Vd. último poste da série de 25 de Novembro de 2012 > Guiné 63/74 - P10724: Os melhores 40 meses da minha vida (Veríssimo Ferreira) (14): 15.º episódio: Hora de voltar ao palco da guerra

domingo, 25 de novembro de 2012

Guiné 63/74 - P10724: Os melhores 40 meses da minha vida (Veríssimo Ferreira) (14): 15.º episódio: Hora de voltar ao palco da guerra

1. Em mensagem do dia 22 de Novembro de 2012, o nosso camarada Veríssimo Ferreira (ex-Fur Mil, CCAÇ 1422, Farim, Mansabá, K3, 1965/67), enviou-nos mais um episódio da sua campanha no K3, dias que fazem parte dos melhores 40 meses da sua vida.


OS MELHORES 40 MESES DA MINHA VIDA

15.º episódio - Hora de voltar ao palco da guerra

E quando já me estava a adaptar àquela indolência pacífica civil, tive que partir e fi-lo cheio de "caguincha", pois que um homem "adormecer" numa luta, vá que não vá, é sadia a forma de o fazer, se honrosa, mas "ficar-se" sem mais nem ontem, só porque a jigajoga, resolve cair... é chato.
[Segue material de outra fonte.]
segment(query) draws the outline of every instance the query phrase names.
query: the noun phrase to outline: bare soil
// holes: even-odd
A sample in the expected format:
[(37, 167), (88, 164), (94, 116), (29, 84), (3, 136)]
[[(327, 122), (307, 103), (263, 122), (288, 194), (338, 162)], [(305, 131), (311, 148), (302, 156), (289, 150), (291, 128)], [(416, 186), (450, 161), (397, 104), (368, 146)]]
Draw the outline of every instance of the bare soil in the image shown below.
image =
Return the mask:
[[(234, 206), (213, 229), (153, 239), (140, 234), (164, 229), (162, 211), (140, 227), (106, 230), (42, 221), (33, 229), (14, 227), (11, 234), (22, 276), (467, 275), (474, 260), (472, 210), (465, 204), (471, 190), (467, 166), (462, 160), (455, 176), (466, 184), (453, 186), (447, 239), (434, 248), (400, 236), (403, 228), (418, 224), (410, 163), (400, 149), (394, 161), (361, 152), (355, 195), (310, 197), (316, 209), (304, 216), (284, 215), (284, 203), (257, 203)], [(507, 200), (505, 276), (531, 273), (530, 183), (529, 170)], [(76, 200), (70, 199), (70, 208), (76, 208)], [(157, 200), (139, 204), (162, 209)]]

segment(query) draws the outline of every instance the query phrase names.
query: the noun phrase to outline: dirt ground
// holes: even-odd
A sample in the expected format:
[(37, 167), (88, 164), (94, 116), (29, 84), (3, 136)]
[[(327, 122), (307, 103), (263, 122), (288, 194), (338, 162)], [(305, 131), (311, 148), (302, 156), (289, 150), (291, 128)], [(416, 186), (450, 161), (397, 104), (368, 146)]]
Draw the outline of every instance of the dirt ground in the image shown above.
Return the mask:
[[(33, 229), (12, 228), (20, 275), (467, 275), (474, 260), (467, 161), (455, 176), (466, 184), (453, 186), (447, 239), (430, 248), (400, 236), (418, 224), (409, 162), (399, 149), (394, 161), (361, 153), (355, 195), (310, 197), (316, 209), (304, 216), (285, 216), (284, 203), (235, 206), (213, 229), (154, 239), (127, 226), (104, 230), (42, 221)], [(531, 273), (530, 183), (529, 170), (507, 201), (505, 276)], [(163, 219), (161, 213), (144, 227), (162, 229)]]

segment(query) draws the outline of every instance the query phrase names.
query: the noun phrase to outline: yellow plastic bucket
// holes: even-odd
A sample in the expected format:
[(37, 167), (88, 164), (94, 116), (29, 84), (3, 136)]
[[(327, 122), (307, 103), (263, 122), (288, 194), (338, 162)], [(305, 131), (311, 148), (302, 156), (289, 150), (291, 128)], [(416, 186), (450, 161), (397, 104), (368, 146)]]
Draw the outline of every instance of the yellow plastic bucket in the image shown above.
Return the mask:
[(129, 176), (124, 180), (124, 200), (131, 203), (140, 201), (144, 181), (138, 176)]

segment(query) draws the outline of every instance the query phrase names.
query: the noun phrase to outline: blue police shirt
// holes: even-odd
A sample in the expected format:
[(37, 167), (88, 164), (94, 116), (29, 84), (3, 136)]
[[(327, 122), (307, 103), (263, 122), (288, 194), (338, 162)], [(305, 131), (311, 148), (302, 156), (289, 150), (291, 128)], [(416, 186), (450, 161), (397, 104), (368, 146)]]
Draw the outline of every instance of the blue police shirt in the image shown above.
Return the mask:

Parti pois num Caravelle que apesar de tudo era bem mais confortável que o Skymaster, cujas poltronas eram uma lona estendida ao comprido. Essa coisa do terror que me invadia quando andava nestas invenções que andam lá pelos ares, permanece e sem ser nos helicópteros lá da tropa, nunca mais me apeteceu voar. Aliás mesmo em qualquer veículo, seja ele o já citado passarão, seja até num veículo de tracção às duas rodas e puxado quer seja por um mular, asinino ou cavalar, seja enfim em qualquer outro, salvo se for eu a pilotar, não me sinto descansado.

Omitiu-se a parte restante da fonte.